Major depressive disorder (MDD) is a serious public health problem that has, at best, modest treatment response. One reason for this mixed efficacy is that MDD has a very heterogeneous clinical presentation. One way to parse the heterogeneity is to investigate the role of particular features of MDD, an endeavor that can also help identify novel and focal targets for treatment and prevention efforts. Psychomotor disturbance (e.g., psychomotor agitation [PmA] and retardation [PmR]) has long been viewed as a particularly pernicious feature of MDD, and yet we know surprisingly little about these behaviors. For example, it is unknown if motor disturbance occurs only in active depression, or whether it also continues into remission (potentially signaling vulnerability for relapse). There also has been little work (a) linking PmA & PmR with abnormal neural circuitry mediating these motor behaviors, (b) examining how motor symptoms change over the course of illness, and (c) investigating whether PmR & PmA represent a single underlying process, or reflect distinct mechanisms. The present proposal seeks to test these questions and also identify powerful and easy to administer tools to assess these behaviors in clinical practice. The proposed project will recruit those with current MDD (n = 100), remitted MDD (n = 100) and controls (n = 50) and take a Research Domain Criteria (RDoC) approach by comparing the three groups on multiple indicators of PmR and PmA (Aim 1). Specifically, we will assess PmR and PmA with self and observer- based reports, behavioral assessments in the laboratory (Velocity Scaling [PmR] and Force Variability [PmA]), and behavioral assessments in subjects' natural environment (actigraphy and daily typing behavior on one's smartphone [texting, emailing, etc.]). These behavioral measures are particularly critical as they yield more fine-grained and objective assessments of PmR and PmA that may be missed by traditional diagnostic assessments.
Aim 2 seeks to examine the structural (diffusion tensor) and functional (resting state fMRI) connectivity of motor circuitry of the three groups as well as the relation between motor circuitry and the proposed indicators of PmR and PmA. For this aim, we will utilize innovative graph theory metrics of connectivity of the three primary motor circuits identified in animal and human studies (specifically, basal ganglia, cerebellar and cortico-cortical motor circuits) which will provide a comprehensive examination of motor system organization in MDD.
Aim 3 seeks to follow-up subjects three times over 18 months to evaluate whether motor symptoms change in tandem with overall depressive symptoms and functioning over time and/or whether baseline PmR/PmA predicts course of depression an functoining.

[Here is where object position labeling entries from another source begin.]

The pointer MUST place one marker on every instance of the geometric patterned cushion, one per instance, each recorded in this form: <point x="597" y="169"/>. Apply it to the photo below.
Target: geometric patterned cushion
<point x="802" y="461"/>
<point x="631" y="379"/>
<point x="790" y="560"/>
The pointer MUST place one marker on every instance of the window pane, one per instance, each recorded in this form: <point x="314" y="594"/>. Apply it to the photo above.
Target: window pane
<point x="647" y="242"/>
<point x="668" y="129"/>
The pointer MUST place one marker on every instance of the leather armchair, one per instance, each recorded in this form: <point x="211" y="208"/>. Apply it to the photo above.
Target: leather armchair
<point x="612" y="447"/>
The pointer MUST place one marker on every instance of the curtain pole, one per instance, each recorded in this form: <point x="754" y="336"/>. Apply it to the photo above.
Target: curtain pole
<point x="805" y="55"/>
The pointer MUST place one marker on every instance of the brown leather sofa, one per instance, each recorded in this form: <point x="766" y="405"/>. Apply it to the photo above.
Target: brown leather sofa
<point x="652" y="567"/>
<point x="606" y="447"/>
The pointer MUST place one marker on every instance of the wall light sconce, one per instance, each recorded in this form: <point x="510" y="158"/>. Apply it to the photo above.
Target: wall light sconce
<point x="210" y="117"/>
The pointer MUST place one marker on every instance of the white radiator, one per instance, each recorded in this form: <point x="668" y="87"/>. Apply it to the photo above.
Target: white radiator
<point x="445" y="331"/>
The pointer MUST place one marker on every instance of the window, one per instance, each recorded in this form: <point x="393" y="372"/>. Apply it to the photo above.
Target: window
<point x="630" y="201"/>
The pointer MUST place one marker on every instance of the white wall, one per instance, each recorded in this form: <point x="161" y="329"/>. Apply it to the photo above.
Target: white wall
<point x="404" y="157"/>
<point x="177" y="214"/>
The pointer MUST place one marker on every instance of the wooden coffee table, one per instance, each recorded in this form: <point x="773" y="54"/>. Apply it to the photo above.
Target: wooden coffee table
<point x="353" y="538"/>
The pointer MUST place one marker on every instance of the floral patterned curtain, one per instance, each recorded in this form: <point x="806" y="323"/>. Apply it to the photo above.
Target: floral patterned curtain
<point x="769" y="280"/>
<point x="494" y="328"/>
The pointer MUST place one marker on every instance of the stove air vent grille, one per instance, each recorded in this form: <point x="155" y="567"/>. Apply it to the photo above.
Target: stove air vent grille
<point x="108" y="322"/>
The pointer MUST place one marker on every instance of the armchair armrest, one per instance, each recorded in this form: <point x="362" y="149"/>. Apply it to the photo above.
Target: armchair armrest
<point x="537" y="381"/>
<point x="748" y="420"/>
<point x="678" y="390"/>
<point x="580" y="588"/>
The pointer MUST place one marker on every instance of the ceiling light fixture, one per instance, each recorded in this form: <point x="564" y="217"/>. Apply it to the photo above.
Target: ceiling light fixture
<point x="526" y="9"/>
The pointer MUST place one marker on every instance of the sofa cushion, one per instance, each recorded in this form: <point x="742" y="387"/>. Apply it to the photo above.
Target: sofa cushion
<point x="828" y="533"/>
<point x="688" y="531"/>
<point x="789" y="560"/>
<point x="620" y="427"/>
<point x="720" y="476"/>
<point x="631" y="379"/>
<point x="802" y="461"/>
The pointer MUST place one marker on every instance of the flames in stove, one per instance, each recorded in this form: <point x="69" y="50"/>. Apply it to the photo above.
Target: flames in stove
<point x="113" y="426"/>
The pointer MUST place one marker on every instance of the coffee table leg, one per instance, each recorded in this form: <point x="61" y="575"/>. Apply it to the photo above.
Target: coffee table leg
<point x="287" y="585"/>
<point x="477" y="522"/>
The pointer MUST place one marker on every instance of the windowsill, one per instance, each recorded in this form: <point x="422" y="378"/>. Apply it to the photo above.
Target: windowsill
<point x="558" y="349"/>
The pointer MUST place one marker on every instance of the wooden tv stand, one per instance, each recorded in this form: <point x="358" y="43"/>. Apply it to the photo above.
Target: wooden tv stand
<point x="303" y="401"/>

Aim 3 is particularly clinically significant. Finding that motor and overall depression severity co- vary over time, or that motor variables predict subsequent change in overall depression severity, would support the potential clinical utility of the proposed novel, reliable, and easily administered motor assessments.
The goal of this proposal is to better understand slowing and agitated movements that are characteristic of depression, and determine if these movements occur only in active depression, or are also present in individuals whose depression has remitted. We will also evaluate the brain basis for such behaviors, and examine if these abnormalities in movement change over time as currently depressed individuals recover, or as remitted individuals relapse. Taken together, understanding these movement abnormalities may lead to path-breaking early detection strategies, that help to predict the course of depression, and inform treatment strategies.